Last week, David de Ugarte of La Sociedad de las Indias Electrónicas is also questioned the full financial impact of an OLPC purchase on Argentina.

David agrees that in general, OLPC does not seem financially possible by governments today. However, David does believe it could be implemented with a mix of financing from the Inter-American Development Bank, the Government, NGO donations, and private companies, if they could see demonstrated success in pilot implementation.

In principal, I agree with him. Once everyone knows the total cost of Children's Machine XO ownership and the results such costs can deliver, then countries, communities, citizens can make rational choices about investing in the One Laptop Per Child program.

Now that would mean the OLPC reveal all the costs of the OLPC OX implementation. More importantly, it means that Nicholas Negroponte and Seymour Papert would need to really trust that Children's Machine XO's would effect education and would be brave enough to commit to rigorously tested and controlled implementation - pilot projects that Negroponte has called "ridiculous".

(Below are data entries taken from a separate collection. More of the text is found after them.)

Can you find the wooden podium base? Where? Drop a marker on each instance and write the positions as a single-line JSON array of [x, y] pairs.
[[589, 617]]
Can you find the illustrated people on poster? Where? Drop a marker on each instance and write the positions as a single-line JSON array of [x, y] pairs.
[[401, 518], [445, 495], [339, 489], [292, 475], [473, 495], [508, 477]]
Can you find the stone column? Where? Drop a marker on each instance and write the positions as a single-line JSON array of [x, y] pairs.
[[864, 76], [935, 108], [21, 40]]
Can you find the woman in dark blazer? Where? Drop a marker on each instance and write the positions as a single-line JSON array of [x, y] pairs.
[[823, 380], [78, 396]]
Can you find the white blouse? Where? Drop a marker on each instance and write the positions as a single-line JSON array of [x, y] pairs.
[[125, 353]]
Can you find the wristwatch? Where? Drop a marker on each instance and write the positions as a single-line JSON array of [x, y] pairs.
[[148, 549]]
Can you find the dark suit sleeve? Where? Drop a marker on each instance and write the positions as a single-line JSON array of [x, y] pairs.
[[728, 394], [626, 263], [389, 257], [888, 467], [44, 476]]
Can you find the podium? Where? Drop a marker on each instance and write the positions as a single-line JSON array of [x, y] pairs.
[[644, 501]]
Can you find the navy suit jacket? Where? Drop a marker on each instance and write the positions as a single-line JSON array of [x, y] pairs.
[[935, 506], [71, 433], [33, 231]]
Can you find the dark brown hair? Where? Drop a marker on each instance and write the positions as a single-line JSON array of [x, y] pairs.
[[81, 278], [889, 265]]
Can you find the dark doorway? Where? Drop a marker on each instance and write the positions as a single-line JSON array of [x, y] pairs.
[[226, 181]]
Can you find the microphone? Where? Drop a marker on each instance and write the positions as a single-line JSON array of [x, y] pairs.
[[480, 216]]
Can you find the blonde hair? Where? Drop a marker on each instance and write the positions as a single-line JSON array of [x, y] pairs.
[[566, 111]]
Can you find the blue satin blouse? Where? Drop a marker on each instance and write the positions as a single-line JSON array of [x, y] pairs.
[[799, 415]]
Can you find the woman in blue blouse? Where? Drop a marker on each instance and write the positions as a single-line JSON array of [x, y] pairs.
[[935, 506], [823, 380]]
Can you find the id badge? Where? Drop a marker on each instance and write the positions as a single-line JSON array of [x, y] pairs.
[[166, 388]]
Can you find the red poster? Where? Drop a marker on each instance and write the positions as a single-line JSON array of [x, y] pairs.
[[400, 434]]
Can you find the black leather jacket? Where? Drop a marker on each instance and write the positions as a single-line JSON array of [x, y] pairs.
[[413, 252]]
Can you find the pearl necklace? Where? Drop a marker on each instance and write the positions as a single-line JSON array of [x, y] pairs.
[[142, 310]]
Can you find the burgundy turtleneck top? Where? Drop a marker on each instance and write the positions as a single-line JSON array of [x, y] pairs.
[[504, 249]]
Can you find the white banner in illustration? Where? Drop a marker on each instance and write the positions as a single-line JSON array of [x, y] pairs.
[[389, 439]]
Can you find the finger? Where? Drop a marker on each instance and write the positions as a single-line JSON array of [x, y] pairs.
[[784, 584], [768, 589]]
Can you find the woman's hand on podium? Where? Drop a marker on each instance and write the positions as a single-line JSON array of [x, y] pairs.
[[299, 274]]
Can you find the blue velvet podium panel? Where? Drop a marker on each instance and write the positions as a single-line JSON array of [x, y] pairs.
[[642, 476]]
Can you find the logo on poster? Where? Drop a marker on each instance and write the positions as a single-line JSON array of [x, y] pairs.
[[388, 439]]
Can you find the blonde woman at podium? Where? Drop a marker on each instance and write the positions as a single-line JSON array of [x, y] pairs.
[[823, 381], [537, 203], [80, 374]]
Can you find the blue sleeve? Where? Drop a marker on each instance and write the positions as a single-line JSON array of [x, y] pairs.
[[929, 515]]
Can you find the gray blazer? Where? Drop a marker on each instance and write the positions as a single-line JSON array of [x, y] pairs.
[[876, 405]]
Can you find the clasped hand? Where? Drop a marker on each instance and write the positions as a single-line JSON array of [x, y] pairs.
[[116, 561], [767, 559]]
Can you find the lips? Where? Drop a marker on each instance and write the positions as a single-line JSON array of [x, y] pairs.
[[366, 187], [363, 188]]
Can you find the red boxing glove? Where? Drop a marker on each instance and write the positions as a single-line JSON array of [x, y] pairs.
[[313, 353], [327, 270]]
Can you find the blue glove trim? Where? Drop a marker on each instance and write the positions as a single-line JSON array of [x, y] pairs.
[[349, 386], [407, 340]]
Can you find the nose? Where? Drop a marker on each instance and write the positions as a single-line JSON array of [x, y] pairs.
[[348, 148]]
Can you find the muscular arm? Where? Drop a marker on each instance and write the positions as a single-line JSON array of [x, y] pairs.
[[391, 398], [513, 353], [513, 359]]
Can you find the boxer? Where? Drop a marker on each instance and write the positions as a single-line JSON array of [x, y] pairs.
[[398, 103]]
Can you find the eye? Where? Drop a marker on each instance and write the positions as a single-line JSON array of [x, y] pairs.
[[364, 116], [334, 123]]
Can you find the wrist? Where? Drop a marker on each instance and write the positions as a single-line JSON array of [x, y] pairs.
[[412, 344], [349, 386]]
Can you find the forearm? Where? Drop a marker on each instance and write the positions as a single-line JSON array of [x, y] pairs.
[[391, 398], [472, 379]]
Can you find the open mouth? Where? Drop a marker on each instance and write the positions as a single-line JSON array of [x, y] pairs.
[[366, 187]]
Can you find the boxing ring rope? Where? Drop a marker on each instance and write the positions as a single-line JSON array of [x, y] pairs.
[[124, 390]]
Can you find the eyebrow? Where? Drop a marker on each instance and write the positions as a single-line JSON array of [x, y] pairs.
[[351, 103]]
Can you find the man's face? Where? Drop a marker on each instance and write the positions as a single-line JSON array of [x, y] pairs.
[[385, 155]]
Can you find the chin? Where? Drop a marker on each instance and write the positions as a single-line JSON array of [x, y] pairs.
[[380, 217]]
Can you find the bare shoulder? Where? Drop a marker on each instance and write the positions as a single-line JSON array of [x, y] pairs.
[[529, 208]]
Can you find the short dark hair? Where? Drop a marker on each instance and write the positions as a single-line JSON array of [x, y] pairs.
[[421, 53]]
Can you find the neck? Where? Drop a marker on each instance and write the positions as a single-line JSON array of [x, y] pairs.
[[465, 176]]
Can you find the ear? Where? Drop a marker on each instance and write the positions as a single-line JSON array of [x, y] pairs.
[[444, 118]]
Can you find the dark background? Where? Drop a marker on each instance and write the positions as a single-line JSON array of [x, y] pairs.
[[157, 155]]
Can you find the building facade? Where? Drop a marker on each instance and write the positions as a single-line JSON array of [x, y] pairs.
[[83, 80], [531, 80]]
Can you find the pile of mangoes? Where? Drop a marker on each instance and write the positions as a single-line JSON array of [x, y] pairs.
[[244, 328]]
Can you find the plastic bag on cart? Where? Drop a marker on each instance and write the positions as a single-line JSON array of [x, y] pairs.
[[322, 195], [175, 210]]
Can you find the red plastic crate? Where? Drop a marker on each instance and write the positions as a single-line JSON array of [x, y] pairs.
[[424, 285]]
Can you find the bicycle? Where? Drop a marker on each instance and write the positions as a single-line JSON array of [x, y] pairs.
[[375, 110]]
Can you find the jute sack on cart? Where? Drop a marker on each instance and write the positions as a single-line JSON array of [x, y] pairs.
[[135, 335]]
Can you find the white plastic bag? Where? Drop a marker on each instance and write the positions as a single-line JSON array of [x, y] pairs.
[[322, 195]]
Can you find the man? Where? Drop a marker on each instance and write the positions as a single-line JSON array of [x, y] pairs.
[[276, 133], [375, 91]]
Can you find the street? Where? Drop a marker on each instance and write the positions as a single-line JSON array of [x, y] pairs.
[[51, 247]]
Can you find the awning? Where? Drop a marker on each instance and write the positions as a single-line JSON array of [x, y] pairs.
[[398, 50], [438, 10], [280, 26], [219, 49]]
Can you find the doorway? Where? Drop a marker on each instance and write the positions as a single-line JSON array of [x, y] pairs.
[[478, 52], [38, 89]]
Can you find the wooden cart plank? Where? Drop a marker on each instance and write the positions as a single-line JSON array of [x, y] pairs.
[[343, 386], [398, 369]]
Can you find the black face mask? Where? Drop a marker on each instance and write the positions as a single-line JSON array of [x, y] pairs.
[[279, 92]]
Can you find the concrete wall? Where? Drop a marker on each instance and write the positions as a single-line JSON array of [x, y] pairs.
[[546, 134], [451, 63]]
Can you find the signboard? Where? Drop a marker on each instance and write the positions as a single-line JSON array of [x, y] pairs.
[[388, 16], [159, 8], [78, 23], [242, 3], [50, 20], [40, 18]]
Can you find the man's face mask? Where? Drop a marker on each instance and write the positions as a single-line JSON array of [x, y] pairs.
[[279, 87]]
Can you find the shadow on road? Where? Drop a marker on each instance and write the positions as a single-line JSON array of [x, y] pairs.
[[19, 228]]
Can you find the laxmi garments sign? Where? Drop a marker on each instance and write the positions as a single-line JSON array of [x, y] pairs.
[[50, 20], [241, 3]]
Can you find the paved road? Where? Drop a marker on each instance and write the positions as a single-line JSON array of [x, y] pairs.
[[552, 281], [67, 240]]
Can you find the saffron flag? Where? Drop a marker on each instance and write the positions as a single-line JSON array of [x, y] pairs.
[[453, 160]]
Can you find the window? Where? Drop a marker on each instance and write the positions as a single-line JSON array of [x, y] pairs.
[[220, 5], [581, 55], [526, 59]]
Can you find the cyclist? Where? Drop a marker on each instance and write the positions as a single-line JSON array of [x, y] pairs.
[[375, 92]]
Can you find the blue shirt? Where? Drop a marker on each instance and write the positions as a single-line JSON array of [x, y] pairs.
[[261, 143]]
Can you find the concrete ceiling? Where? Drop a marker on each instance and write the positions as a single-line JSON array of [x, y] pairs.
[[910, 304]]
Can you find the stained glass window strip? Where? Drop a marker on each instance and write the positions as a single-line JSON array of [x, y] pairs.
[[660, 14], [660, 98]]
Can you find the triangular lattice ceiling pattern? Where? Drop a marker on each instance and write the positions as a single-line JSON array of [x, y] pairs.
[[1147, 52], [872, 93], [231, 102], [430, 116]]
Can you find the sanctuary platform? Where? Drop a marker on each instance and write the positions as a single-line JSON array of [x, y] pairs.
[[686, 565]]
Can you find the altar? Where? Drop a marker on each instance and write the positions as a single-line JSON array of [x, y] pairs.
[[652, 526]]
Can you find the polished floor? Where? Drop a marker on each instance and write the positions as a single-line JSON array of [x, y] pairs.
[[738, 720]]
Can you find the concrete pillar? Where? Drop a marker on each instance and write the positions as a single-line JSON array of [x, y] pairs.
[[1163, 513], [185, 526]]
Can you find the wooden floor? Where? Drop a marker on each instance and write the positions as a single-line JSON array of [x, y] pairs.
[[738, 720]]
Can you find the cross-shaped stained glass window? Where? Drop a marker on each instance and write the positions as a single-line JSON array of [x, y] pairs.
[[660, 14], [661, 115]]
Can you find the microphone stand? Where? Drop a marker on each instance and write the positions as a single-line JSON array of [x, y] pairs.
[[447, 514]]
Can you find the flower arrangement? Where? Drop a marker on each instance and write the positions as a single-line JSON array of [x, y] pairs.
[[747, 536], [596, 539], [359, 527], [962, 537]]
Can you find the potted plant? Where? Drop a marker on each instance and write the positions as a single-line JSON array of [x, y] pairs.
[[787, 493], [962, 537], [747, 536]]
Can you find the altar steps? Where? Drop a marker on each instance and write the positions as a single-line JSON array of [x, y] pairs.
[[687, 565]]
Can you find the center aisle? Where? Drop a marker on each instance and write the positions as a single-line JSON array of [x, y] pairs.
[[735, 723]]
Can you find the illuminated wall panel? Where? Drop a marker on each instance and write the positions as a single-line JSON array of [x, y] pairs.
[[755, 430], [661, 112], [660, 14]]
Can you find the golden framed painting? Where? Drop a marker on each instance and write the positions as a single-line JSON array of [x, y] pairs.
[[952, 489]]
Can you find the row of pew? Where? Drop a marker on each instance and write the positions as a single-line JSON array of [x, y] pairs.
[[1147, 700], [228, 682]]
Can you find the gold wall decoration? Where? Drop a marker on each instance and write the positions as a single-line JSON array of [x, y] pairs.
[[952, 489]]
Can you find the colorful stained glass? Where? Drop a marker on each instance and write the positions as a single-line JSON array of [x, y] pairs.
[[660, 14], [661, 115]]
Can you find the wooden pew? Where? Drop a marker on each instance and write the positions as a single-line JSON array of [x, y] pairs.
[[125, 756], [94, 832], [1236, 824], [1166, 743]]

Or as David says (via a poor Goolge translation I've edited for clarity):

Let us say it clear: [It] is not acceptable that the OLPC can only be bought in million units, because accessible today in the regions are projects like the one of Salamanca in Chile, and the perspective is to multiply this type of experiences, not to face gigantic financings for mastodónticos projects.
Gigantic financing is right! Just wait until you see the global goal of OLPC: $30 Billion dollars per year.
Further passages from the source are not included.